There are two main categories of a stroke:
Poor oral health is specifically linked to ischemic strokes, which are the most prevalent. When a person has an ischemic stroke, the arteries of the brain are too narrow for blood to pass effectively, usually due to a clot or some other debris in the bloodstream that clogs the artery. The specific culprit is a bacteria that can live in the mouth called Streptococcus mutans. That strain is present in only about 10 percent of people but is found in around 33 percent of all stroke victims.
What Does the Study Show About Poor Oral Health and Stroke?
For this study, the researchers looked at the association between periodontal disease and cardiovascular conditions like a stroke. The goal was to determine if regular dental care could lower one’s risk of suffering an ischemic stroke. As part of their study, they collected data from a long-term research project called the Atherosclerosis Risk in Communities study (ARIC). The ARIC tracked the health of 6,730 participants over several decades to see who did what and how it affected them.
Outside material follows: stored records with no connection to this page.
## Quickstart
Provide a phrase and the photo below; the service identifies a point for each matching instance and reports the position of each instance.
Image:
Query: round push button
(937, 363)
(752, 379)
The researchers wanted to know which participants in the ARIC went to the dentist regularly and who only went when they had a problem with their teeth. By looking at the data, they found that the people in this study with some form of the periodontal disease were more likely to have had a stroke or were at risk of having one. They also determined that regular dental care played a role in lowering their risk.
How Does Bacteria get From Your Mouth to Your Blood?
Still can’t quite make the connection? After all, you don’t really have blood in your mouth, but bleeding gums is one of the initial signs of periodontal disease. The gum tissue and teeth require oxygenation just like any other part of your body. The oxygen comes via red blood cells that travel through tiny arteries in the gum and dental pulp. When the gum is irritated, it starts to bleed the same way a rash on your skin would bleed if you scratch too much.
Bleeding creates an opening that allows the Streptococcus mutans bacteria into the blood. Once there, it is free to travel to other areas like the heart and brain. A decaying tooth is another problem spot when it comes to stroke. Left unchecked, the decay can reach down into the pulp of the tooth and the blood vessels there, opening the door to bacteria.
What Can You Do to Lower Your Risk of Stroke?
The steps to reducing your risk of ischemic stroke start at home. Not everyone carries the S. mutans bacteria in their mouth and even if you do that doesn’t guarantee you will be the victim of a stroke — not if you take care of your teeth and gums. Good oral hygiene keeps the mouth healthy and greatly reduces your risk.
To practice good oral hygiene, you need to do three things like clockwork:
- Brush your teeth twice a day
- Floss your teeth every night
- See the dentist every six months for an exam and cleaning
Together, these three simple steps lower your risk of both periodontal disease and tooth decay. Eliminate just one of them, though, like going to the dentist every six months and your chances of stroke goes up. Even if you practice good oral hygiene by brushing and flossing regularly, without the trip to the dentist, you are still missing out. As your dentist, we do more than just clean your teeth. Our job is to catch the dental disease in the early stages and help you take steps to prevent it from going any further.
You do other things in your life to lower your risk of a heart attack or stroke. You exercise regularly, eat a healthy diet and watch your weight, so why ignore your teeth? Without good dental hygiene, you put yourself on a path that may lead to stroke.